Based on when she was with the buck, she would be due in two weeks. She has not been in heat since with the buck. And she has experienced a personality change. She used to be loving, but about two weeks after being with the buck, she became standoffish. She is just now starting to become interested in people again.

It would seem that she is bred, but the Problem is I feel no kid movement. I see no baby bump. However she does have some udder development. She has never kidded before so this is all new. In the last few days, she has had a tiny bit of discharge.

I added a few pics. Not sure what to think - of course, I would love to believe she is bred and hiding a single in there, but I am beginning to wonder if she is experiencing a false pregnancy? Opinions would be great!

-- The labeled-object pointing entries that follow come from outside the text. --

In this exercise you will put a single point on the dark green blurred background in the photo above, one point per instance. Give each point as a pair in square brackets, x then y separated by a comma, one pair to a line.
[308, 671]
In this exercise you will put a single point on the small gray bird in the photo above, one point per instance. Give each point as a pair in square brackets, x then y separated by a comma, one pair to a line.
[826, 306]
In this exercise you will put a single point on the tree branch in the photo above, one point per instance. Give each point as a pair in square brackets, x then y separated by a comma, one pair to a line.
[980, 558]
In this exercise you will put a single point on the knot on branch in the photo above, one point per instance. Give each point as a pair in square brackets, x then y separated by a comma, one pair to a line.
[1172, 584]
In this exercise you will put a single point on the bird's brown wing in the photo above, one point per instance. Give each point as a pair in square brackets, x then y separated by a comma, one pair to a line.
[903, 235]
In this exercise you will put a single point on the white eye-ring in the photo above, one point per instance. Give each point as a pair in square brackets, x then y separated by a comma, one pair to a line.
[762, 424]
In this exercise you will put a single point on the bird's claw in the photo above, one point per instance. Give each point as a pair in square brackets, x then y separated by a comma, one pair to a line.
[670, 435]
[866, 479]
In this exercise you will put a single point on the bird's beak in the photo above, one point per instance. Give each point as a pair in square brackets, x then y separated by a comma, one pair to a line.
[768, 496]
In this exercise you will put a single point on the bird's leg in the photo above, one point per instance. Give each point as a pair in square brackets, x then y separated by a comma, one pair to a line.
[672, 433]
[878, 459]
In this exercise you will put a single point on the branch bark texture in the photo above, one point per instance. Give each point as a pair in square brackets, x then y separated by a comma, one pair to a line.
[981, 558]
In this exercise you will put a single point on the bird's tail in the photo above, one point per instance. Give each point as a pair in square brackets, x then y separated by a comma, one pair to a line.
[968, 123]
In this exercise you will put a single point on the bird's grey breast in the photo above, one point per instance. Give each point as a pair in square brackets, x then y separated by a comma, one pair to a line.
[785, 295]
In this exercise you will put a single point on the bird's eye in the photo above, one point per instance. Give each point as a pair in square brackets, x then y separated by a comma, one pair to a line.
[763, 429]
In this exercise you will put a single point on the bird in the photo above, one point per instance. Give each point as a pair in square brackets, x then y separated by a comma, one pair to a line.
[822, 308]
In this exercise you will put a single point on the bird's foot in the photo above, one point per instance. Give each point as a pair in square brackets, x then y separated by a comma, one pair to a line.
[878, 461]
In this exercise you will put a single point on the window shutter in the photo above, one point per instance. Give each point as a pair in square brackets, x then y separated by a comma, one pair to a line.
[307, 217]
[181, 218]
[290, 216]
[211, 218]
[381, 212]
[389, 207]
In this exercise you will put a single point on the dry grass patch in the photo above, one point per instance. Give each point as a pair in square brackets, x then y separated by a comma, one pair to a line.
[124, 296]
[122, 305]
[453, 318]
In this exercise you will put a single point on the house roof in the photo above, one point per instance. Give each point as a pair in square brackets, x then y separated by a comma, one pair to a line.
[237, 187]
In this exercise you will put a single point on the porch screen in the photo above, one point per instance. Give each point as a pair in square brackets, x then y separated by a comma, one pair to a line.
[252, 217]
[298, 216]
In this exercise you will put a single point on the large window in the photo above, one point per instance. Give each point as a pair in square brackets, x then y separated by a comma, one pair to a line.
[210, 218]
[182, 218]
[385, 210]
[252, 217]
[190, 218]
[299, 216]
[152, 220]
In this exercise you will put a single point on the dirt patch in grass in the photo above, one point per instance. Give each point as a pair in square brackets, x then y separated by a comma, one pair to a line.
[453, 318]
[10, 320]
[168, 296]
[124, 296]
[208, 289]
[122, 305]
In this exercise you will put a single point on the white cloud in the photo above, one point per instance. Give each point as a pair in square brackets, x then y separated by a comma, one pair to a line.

Opinions?[attachment=2:38dzk4v1]Another Jessie Oct 2.JPG[/attachment:38dzk4v1][attachment=1:38dzk4v1]Jessie Oct 2.JPG[/attachment:38dzk4v1][attachment=0:38dzk4v1]Oct 2 Jessie.JPG[/attachment:38dzk4v1]


----------



## freedomstarfarm (Mar 25, 2011)

*Re: Not feeling kid movement - updated with PIC*

FF with udder development I would think bred. Is she due mid Oct. or in a few weeks?


----------



## toth boer goats (Jul 20, 2008)

*Re: Not feeling kid movement - updated with PIC*

Her udder is definitely filling ....she looks to be preggo... :thumb:


----------



## kids-n-peeps (Aug 24, 2009)

*Re: Not feeling kid movement - updated with PIC*

October 17th is written down in my date book, but she was with the buck again, so October 23th could be the latest day 145.

Other than the udder, her body looks the same as always. I DO hope she is hiding one in there - I would be thrilled!


----------



## firelight27 (Apr 25, 2009)

*Re: Not feeling kid movement - updated with PIC*

I agree that she is bred. I can always feel kids, except with one FF I bought bred. No belly whatsoever, couldn't feel a thing. I was debating whether she was bred or not as well, her udder development was barely noticeable. But she kidded with twins two weeks after I bought her. I knew the day before we were ago for babies because she lost her plug, and the day she went into labor she squawked her head off non-stop for twelve hours or so. Didn't really develop an udder until those last 12 hours and it filled up nicely (although small.) They can trick you. Lol.


----------



## kids-n-peeps (Aug 24, 2009)

*Re: Not feeling kid movement - updated with PIC*

I am liking these answers - I hope she is bred! I have just never seen such little change in body shape and it is strange to me that I cannot for the life of me feel kids. I am out there everyday feeling for babies with no luck!


----------



## toth boer goats (Jul 20, 2008)

*Re: Not feeling kid movement - updated with PIC*

Some Does carry deep... she may have a single in there... :wink:


----------



## liz (Oct 5, 2007)

*Re: Not feeling kid movement - updated with PIC*

I agree...the udder and pooch say yes, I think theres likely just 1 in there but she could be hiding 2...my Penny was a FF when she delivered twins back in February and even though I did feel movement....I never thought she'd have 2, she is a very long doe that hid them well, she never got wide and the day after delivery, she didn't look like any new mama I ever had...back to her pre baby shape with the only evidence being an udder.


----------



## sweetgoats (Oct 18, 2007)

*Re: Not feeling kid movement - updated with PIC*

I have to tell you, I have been doing this for 10 years and I have never felt the movement. I dont know if I am just missing it or I am just not feeling right, but I have never, so dont worry.


----------



## firelight27 (Apr 25, 2009)

*Re: Not feeling kid movement - updated with PIC*



liz said:


> I agree...the udder and pooch say yes, I think theres likely just 1 in there but she could be hiding 2...my Penny was a FF when she delivered twins back in February and even though I did feel movement....I never thought she'd have 2, she is a very long doe that hid them well, she never got wide and the day after delivery, she didn't look like any new mama I ever had...back to her pre baby shape with the only evidence being an udder.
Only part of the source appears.